Grow 20% more grass without any extra artificial fertiliser – is it possible?

Irish drystock farmers are lagging behind their dairy counterparts when it comes to growing and utilising grass.

Teagasc estimates that the average Irish drystock farmer is utilising just 5.6t/ha of grass dry matter on an annual basis – 1.1t/ha lower than the average Irish dairy farmer.

Given this level of production, there is significant scope to increase the quantity of grass grown and utilised.

Furthermore, Teagasc work shows that every 1t/ha increase in grass utilisation results in a €105/ha jump in profit on drystock farms.

Tackling soil fertility

Along with grazing infrastructure and reseeding, improving soil fertility is central to growing additional grass.

Speaking at yesterday’s National Beef Conference, John Maher said: “Soil fertility has been in a rate of steady decline since the early 1990s. We are not in a very good place and it needs to be addressed urgently.”

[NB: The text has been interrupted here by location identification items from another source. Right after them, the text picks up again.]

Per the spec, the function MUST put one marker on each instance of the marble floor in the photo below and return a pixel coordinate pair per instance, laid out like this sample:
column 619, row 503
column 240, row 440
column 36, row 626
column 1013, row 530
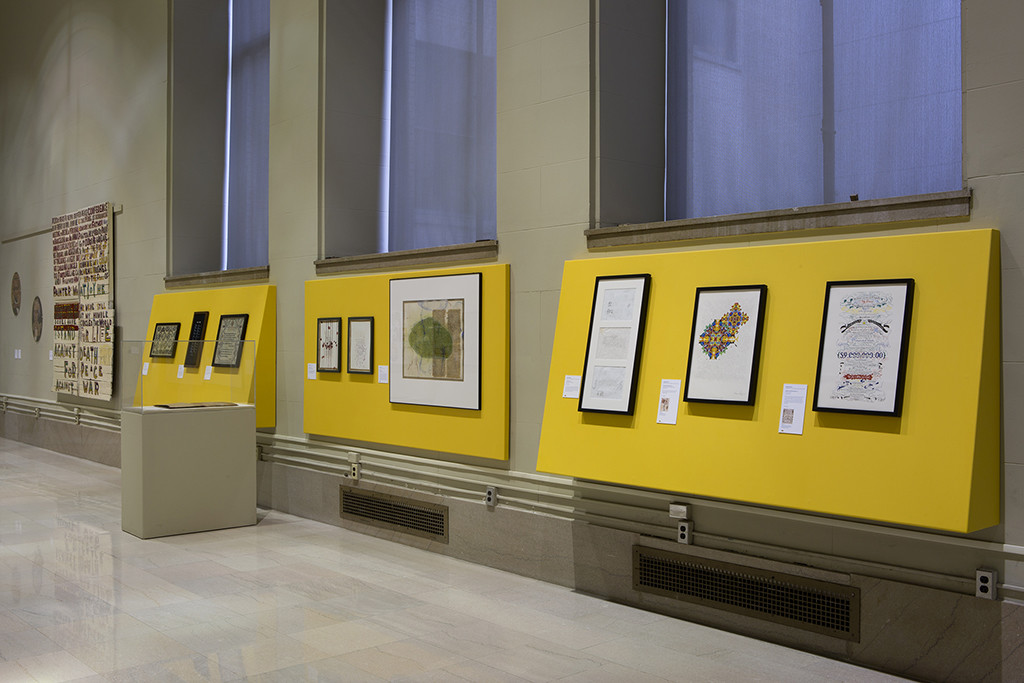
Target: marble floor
column 291, row 599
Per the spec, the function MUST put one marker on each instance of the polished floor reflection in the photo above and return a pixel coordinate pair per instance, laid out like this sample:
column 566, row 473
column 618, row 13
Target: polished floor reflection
column 296, row 600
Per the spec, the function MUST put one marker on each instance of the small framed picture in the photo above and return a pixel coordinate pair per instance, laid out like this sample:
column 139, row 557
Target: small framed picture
column 165, row 340
column 360, row 345
column 865, row 330
column 230, row 334
column 328, row 344
column 611, row 364
column 725, row 344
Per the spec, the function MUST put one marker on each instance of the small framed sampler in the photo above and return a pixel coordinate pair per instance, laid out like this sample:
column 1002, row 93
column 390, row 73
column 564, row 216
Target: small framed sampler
column 611, row 365
column 165, row 340
column 329, row 345
column 725, row 344
column 360, row 345
column 435, row 341
column 197, row 333
column 865, row 329
column 230, row 334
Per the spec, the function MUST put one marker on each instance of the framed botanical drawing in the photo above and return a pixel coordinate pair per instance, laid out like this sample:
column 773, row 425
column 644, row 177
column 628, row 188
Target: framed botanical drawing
column 360, row 345
column 165, row 340
column 725, row 344
column 611, row 364
column 230, row 334
column 435, row 341
column 329, row 345
column 197, row 333
column 865, row 329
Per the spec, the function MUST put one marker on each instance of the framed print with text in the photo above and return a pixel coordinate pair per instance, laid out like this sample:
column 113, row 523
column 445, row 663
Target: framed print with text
column 725, row 344
column 434, row 325
column 865, row 329
column 165, row 340
column 360, row 345
column 611, row 364
column 329, row 345
column 230, row 334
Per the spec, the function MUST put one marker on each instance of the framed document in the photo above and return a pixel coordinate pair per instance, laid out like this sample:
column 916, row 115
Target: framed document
column 725, row 344
column 197, row 333
column 360, row 345
column 435, row 341
column 611, row 364
column 328, row 344
column 230, row 334
column 165, row 340
column 865, row 329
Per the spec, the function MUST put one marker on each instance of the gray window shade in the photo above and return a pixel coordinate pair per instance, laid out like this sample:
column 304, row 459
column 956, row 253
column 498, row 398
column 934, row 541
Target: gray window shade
column 808, row 101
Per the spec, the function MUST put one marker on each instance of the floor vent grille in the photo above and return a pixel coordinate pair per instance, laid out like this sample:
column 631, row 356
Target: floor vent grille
column 426, row 519
column 805, row 603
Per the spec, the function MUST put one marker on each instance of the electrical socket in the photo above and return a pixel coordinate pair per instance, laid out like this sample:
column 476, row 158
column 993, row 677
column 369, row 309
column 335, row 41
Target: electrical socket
column 984, row 584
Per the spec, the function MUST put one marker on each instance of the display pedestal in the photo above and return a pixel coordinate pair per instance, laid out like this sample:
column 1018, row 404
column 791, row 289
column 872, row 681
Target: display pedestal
column 187, row 470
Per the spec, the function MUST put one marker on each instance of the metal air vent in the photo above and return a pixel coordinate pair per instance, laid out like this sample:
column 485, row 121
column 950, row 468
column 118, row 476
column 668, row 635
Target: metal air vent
column 805, row 603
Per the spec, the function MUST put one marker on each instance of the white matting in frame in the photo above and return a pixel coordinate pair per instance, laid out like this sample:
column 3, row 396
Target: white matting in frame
column 611, row 365
column 434, row 324
column 725, row 344
column 865, row 329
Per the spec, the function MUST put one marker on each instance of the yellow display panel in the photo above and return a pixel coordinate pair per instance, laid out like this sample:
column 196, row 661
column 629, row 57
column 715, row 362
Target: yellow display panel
column 937, row 466
column 356, row 407
column 257, row 376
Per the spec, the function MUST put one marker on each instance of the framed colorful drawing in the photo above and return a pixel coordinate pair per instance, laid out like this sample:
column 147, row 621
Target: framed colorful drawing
column 435, row 341
column 360, row 345
column 725, row 344
column 865, row 331
column 611, row 364
column 329, row 345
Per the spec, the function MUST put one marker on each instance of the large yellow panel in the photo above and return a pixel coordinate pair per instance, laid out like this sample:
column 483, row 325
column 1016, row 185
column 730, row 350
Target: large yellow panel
column 936, row 466
column 255, row 379
column 356, row 408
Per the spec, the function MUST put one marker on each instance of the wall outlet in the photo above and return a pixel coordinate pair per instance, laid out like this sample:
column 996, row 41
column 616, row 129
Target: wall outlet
column 984, row 584
column 685, row 534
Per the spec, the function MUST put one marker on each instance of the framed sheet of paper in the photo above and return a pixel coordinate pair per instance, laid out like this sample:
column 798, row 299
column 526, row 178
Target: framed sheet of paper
column 865, row 330
column 611, row 364
column 230, row 334
column 165, row 340
column 360, row 345
column 725, row 344
column 435, row 341
column 329, row 344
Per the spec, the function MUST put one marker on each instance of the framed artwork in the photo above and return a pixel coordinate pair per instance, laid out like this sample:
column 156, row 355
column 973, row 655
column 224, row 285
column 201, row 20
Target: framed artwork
column 435, row 341
column 197, row 333
column 360, row 345
column 725, row 344
column 165, row 340
column 328, row 344
column 230, row 334
column 865, row 329
column 611, row 364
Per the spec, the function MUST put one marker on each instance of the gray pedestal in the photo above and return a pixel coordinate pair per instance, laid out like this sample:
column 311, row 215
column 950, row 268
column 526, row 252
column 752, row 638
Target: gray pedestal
column 187, row 470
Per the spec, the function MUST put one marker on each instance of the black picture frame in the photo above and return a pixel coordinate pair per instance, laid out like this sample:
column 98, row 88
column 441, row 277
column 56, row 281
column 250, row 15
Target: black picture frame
column 857, row 374
column 197, row 333
column 328, row 344
column 720, row 315
column 165, row 340
column 230, row 335
column 617, row 319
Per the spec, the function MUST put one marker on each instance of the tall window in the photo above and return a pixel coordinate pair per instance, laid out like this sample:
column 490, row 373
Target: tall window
column 781, row 104
column 219, row 134
column 411, row 124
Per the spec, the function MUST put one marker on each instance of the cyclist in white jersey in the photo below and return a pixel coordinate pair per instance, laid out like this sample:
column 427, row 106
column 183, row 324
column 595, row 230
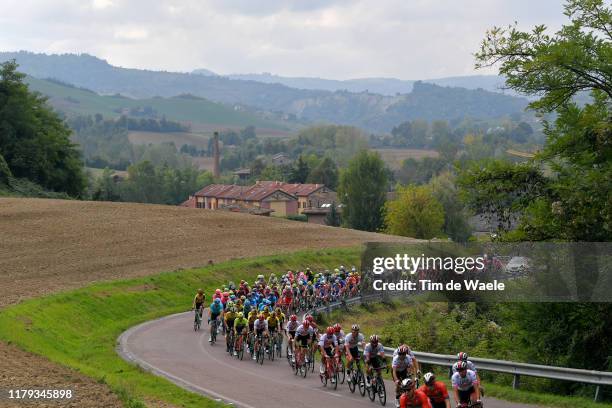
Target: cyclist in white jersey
column 352, row 341
column 465, row 384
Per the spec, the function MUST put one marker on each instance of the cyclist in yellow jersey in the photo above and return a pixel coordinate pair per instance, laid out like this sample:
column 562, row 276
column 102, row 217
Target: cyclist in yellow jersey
column 266, row 312
column 280, row 316
column 251, row 318
column 240, row 329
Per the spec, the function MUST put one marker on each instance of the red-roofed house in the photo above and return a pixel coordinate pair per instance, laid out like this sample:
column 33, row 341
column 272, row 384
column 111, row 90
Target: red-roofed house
column 280, row 198
column 308, row 195
column 219, row 196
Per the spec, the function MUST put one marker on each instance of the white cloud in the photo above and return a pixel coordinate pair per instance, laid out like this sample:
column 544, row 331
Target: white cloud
column 334, row 38
column 102, row 4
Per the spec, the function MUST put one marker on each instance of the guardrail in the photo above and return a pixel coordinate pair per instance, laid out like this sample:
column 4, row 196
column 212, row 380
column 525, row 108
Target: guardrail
column 597, row 378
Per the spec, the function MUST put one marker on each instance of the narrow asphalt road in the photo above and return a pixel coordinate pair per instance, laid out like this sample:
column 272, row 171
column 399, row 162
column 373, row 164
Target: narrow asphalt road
column 169, row 347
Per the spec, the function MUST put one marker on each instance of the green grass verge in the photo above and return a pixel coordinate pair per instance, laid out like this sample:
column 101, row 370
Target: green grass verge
column 79, row 328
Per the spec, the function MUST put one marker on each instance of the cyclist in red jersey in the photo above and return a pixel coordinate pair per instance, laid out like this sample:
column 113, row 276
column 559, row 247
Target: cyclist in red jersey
column 436, row 391
column 412, row 398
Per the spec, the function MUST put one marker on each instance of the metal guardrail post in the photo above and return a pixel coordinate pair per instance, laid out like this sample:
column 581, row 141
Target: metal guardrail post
column 516, row 381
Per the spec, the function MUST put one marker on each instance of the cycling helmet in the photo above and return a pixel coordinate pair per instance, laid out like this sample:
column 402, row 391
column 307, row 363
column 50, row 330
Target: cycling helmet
column 461, row 365
column 407, row 383
column 429, row 378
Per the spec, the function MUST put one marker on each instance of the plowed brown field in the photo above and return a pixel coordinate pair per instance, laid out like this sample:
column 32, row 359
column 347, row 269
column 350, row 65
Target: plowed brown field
column 52, row 245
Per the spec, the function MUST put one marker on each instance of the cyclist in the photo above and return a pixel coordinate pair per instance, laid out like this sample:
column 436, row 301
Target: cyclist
column 261, row 332
column 412, row 398
column 413, row 360
column 216, row 310
column 228, row 321
column 273, row 326
column 374, row 355
column 291, row 328
column 198, row 302
column 240, row 324
column 461, row 356
column 303, row 335
column 352, row 341
column 402, row 368
column 436, row 391
column 465, row 384
column 328, row 345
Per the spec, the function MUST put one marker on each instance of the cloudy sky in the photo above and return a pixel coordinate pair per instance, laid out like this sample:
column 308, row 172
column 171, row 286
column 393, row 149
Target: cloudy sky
column 339, row 39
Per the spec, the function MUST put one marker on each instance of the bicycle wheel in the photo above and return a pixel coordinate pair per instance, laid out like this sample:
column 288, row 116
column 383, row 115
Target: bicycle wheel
column 382, row 392
column 361, row 383
column 271, row 348
column 341, row 372
column 279, row 347
column 260, row 354
column 335, row 376
column 372, row 390
column 311, row 360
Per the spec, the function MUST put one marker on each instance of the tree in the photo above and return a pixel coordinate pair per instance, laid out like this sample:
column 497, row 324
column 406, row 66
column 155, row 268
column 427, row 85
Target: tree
column 415, row 213
column 299, row 173
column 572, row 202
column 574, row 59
column 456, row 223
column 362, row 190
column 105, row 188
column 325, row 173
column 34, row 141
column 333, row 217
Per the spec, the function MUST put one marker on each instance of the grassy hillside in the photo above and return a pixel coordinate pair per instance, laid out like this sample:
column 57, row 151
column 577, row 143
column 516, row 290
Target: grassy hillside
column 278, row 102
column 188, row 109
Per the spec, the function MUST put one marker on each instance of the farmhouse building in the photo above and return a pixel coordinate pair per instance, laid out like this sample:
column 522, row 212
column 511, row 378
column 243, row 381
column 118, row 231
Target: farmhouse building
column 263, row 198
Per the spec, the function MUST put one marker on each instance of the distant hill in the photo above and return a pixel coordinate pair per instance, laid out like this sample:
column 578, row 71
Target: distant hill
column 371, row 111
column 184, row 108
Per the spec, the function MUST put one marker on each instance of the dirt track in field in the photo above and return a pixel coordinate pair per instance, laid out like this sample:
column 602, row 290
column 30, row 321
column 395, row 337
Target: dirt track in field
column 52, row 245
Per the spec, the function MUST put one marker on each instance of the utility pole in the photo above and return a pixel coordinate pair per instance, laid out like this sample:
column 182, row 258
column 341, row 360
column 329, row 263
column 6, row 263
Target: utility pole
column 216, row 153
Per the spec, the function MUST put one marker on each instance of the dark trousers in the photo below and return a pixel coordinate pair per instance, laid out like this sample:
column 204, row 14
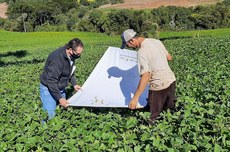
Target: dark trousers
column 161, row 100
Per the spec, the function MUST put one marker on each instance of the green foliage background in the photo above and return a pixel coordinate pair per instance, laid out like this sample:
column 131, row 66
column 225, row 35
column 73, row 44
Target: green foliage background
column 201, row 122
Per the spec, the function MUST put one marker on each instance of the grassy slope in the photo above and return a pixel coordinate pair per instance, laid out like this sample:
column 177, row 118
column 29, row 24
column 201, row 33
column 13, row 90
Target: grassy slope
column 202, row 93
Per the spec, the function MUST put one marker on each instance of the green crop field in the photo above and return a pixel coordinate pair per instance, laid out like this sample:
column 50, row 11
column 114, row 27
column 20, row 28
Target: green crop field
column 201, row 122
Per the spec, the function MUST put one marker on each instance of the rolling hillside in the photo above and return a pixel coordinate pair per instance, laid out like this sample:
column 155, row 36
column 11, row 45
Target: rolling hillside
column 148, row 4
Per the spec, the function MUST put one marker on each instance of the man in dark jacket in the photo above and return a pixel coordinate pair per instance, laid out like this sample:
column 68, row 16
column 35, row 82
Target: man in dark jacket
column 57, row 74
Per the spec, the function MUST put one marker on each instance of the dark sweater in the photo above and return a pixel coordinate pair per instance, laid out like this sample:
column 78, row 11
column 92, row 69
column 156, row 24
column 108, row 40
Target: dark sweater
column 57, row 72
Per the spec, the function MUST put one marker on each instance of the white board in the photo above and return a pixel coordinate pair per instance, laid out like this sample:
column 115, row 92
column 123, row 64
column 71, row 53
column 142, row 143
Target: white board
column 112, row 83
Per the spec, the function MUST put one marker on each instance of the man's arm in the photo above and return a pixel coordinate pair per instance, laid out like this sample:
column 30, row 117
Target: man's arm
column 141, row 87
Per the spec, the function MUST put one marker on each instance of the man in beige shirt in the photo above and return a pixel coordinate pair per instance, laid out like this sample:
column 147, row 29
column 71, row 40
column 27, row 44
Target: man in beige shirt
column 154, row 69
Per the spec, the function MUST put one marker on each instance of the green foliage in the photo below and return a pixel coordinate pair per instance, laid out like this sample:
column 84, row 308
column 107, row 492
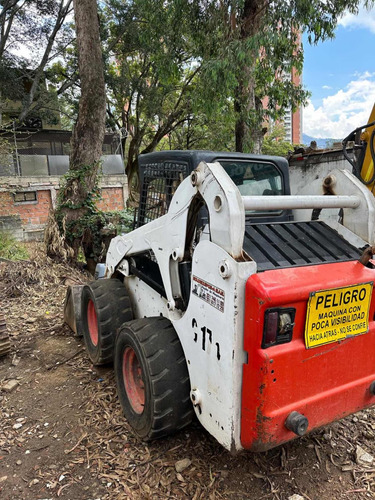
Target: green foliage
column 275, row 144
column 11, row 249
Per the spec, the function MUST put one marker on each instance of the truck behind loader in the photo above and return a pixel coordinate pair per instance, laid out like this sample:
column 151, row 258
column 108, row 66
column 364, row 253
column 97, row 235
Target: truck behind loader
column 229, row 302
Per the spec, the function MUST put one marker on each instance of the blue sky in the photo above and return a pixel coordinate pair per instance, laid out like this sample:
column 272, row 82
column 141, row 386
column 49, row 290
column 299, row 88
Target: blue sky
column 340, row 74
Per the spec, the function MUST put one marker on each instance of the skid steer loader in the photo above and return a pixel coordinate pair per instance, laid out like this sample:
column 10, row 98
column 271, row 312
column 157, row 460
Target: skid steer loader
column 237, row 302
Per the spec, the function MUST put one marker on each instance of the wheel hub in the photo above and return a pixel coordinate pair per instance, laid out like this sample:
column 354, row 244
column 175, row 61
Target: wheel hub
column 133, row 380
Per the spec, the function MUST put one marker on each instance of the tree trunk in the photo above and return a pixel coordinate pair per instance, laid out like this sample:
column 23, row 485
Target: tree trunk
column 76, row 208
column 248, row 130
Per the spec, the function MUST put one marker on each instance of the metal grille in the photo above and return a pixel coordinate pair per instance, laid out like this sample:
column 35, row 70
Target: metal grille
column 160, row 181
column 279, row 245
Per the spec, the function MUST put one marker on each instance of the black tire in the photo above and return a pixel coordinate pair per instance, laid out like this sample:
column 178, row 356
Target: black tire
column 105, row 307
column 165, row 406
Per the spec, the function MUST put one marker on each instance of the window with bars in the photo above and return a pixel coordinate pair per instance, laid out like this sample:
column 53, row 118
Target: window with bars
column 160, row 181
column 25, row 196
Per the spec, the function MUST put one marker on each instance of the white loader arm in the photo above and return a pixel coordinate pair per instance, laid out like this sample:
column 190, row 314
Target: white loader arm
column 166, row 236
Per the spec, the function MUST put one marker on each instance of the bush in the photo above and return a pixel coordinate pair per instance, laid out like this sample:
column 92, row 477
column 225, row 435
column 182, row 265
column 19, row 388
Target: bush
column 11, row 249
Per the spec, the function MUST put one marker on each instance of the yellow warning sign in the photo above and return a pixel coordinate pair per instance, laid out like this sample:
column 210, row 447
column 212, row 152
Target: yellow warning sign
column 333, row 315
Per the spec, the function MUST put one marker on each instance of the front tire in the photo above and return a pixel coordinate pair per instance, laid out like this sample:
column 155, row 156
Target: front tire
column 105, row 307
column 152, row 378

Addressing a crowd of over 500 beef farmers, the Teagasc specialist said that 65% of Irish soils require lime; almost 66% of soils are deficient in phosphorous (P); and over 50% are lacking potassium (K).

He continued: “Lime is the first fundamental principal of fixing soil fertility. In many cases, just spreading lime will allow you to move from Index 1 to Index 2. The soil is full of P, but it can’t be released unless the lime is fixed.”

To address a soil pH issue, he said, the first port of call is to carry out a soil test. This will allow you to identify the lime, P and K requirements of your soil.

It [soil testing] does cost money, but €100-150 will do an awful lot of soil testing on your farm. By soil testing, and following a soil fertility regime, you will recover the cost from the first tonne of CAN you spread next spring.

Maher expanded further on how this is possible. He explained: “If soils are hostile (pH 5.5), there’s in the order of seven-to-10 units of N lost to the atmosphere for each bag of CAN spread per acre.”

By raising the soil pH to optimal levels – pH of 6.3-6.5 – this N can be recovered and utilised by the grass plant. In a tonne of CAN, this represents a saving of 140-200 units of N.

We need to get the soil to a pH of 6.3-6.5 to avoid the soil becoming too acidic. If a soil has a pH of less then six, then it’s hostile and you don’t get as much bang for your buck with fertilisers.

“Ground limestone is the most cost-effective product and most grass-based farms should be using it to address soil fertility. There are other products there, but they’re not as cost effective or not as good as ground limestone.”

When a soil pH issue is addressed, Maher said: “More N and P is released from the soil. If we can fix that [soil pH] we can grow more grass before we apply a compound fertiliser.

“We can produce 1.5t/ha more grass by solving pH issues; for the average farm, that’s 20% extra.”